Esperion and Daiichi Sankyo square up on Nexletol milestone

Tug of war
Benoît de Haas

Shares in Esperion Therapeutics lost more than half of their value after it disclosed a dispute with Daiichi Sankyo on a $300 million milestone payment relating to cholesterol drug Nexletol.

The disagreement revolves around the results of the CLEAR study of Nexletol (bempedoic acid) reported earlier this month, which backed use of the drug for patients with elevated cholesterol and at risk of a heart attack who don’t respond to statin drugs.

It’s a case of how you interpret the results. Esperion maintains that a 13% reduction in the overall risk of major cardiovascular adverse events (MACE), plus a 23% reduction in heart attack and a 19% drop in coronary revascularisation procedures, means that the conditions for payment have been met.

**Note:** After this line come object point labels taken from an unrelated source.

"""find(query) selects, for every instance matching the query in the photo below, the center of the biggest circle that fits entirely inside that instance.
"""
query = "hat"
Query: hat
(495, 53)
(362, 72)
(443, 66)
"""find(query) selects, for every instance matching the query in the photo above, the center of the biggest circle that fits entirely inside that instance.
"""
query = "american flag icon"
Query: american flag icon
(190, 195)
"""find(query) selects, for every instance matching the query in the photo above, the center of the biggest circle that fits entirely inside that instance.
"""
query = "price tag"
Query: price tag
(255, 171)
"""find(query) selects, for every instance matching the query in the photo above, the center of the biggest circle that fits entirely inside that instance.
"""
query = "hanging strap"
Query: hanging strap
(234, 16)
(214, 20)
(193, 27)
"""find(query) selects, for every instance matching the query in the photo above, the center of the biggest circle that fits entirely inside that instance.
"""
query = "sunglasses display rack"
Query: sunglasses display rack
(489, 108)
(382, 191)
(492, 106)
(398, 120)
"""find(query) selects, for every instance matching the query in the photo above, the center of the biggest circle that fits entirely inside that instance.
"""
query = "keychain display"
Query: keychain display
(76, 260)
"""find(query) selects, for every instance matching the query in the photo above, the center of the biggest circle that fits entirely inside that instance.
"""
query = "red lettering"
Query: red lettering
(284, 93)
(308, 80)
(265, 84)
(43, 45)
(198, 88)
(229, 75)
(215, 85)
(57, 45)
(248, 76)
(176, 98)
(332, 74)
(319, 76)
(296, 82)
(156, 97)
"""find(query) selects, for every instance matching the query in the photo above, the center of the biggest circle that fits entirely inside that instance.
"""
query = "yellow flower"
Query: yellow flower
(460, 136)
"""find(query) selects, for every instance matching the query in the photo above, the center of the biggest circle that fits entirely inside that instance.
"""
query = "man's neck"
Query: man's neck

On the other hand, Daiichi Sankyo – which licenses rights to Nexletol in some markets – disagrees. It is on the hook for the milestone payment once the CLEAR results are added into the drug’s label in Europe, with its size tied to the magnitude of the drug’s effect on cardiovascular outcomes.

At issue is the 20% threshold for payment in their licensing agreement. Esperion insists that the heart attack reduction means it has satisfied the requirement, but Daiichi Sankyo begs to differ, saying it should only apply to the 13% MACE readout, and that means it does not have to make any milestone payment.

In a filing with the Securities & Exchange Commission (SEC), Esperion has indicated that it “strongly disagrees” with Daiichi Sankyo’s stance, adding that if necessary it will “enforce its contractual rights and seek the milestone payments it believes it is entitled to.”

Nexletol has been approved as an alternative to statins since 2020, becoming the first drug in the ATP citrate lyase (ACL) inhibitor class to reach the market, and was once tipped as a future blockbuster. Sales growth has been sluggish, however, at just $56 million in the US last year, and Esperion had been looking at the CLEAR results to accelerate take-up.

Arguably just as important was the expected cash injection from Daiichi Sankyo, given that Esperion ended 2022 with around $167 million in cash and has said it expects full-year 2023 operating expenses to be between $225 million and $245 million.

Any resolution of the dispute with Daiichi Sankyo could be months or even years away, and in any event will only come into play once the CLEAR results are added to Nexletol’s label. And Esperion has yet to file the cardiovascular risk reduction data for approval in the US and Europe.

There have been reports that Esperion plans to file a lawsuit over the matter within the next few days, in the hope of getting a judgment ahead of the outcome of the regulatory reviews.